Somewhere across town, Gordon knocked on Joe's door. Joe was still with us, albeit in an apartment devoid of everything but a mattress, some electronics, and a collapsible chair. Gordon had been busy, and he gave Joe the result: a disk labeled Tabula Rasa. Gordon had taken Sonaris, retooled it, and made it a program to kill copies of Sonaris, and protect the computer from subsequent attacks. He gave it to Joe to make right with Westgroup and Sara. Even though it was too late for that, Gordon still gave him the gift. Gordon left, unsure of if his marriage was done as well. Joe, for the first time all episode, looked like he had an idea. Hooray?

Somewhere else across town, Bos was at a lunch with the execs at his new company. Cigars and alcohol are all plenty, as was the bullshit. He's back in his element, telling stories, making his way up the corporate ladder, and taking his son along with him. He was back on stable ground once more.

And he was miserable.

Back on the Mutiny side of town, Donna still hadn't decided to get on that dirty diesel sub to Daly City with Cameron. Gordon stormed in, to the consternation of the Mutiny team. He had hoped she was with Donna. She wasn't.

Where was Joanie?

Back at home, Haley stood at the back window, staring at something. They tried Donna's parents, looked up and down the street. Joanie was nowhere to be found. Haley continued to stare at something in the back yard. Donna and Gordon were starting to get worried, the obvious answers quickly running out.

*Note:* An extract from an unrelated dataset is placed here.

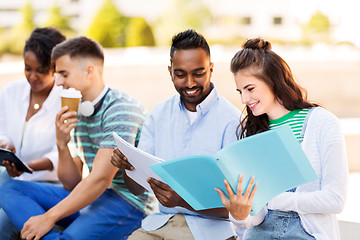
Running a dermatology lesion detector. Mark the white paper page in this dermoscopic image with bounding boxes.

Haley stood there at the window, saying nothing but clearly seeing something. Where did nine-year-old Joanie go?

A young girl in the background looks out a window and stares at something, as her parents talk in the foreground.
Donna, Gordon? You want to pay attention to Haley maybe? -- Halt and Catch Fire / AMC Studios

Her parents not getting the damned hint, Haley finally said she saw something in the window of the playhouse in the back yard. Joanie had lit the family's camping lamp as she sat in the playhouse.

The poor girl thought her parents were fighting the night before because she had told the secret about California. Which of course she did? She saw them fighting about what happened in California, the logic was unassailable to her. Donna and Gordon did their best to make sure she knew this wasn't her doing and sent her inside to pick out the pizza for dinner with Haley. It was time for Gordon and Donna to talk like adults in the child's playhouse.

Gordon braced himself, assuming Donna was about to ask for a divorce.

Here it was, the big moment when the Clark marriage would end, displayed for us all to see. The big moment of Season Two, as a marriage ended, and Donna left Gordon to pick up the pieces as she moved with the girls to her parents. Maybe then Gordon and Joe would team up, two divorced guys with a lot of time on their hands, maybe they could do something with it? That would be nice, right? Joe and Gordon working as a team once again? The Builder and the Igniter, stepping it up in 1985 and building something else until they succeed and it all falls apart, or they fail and something else happens. Just two guys conquering the world, like the pirates of old. Perhaps they might be pirates of Silicon Vall...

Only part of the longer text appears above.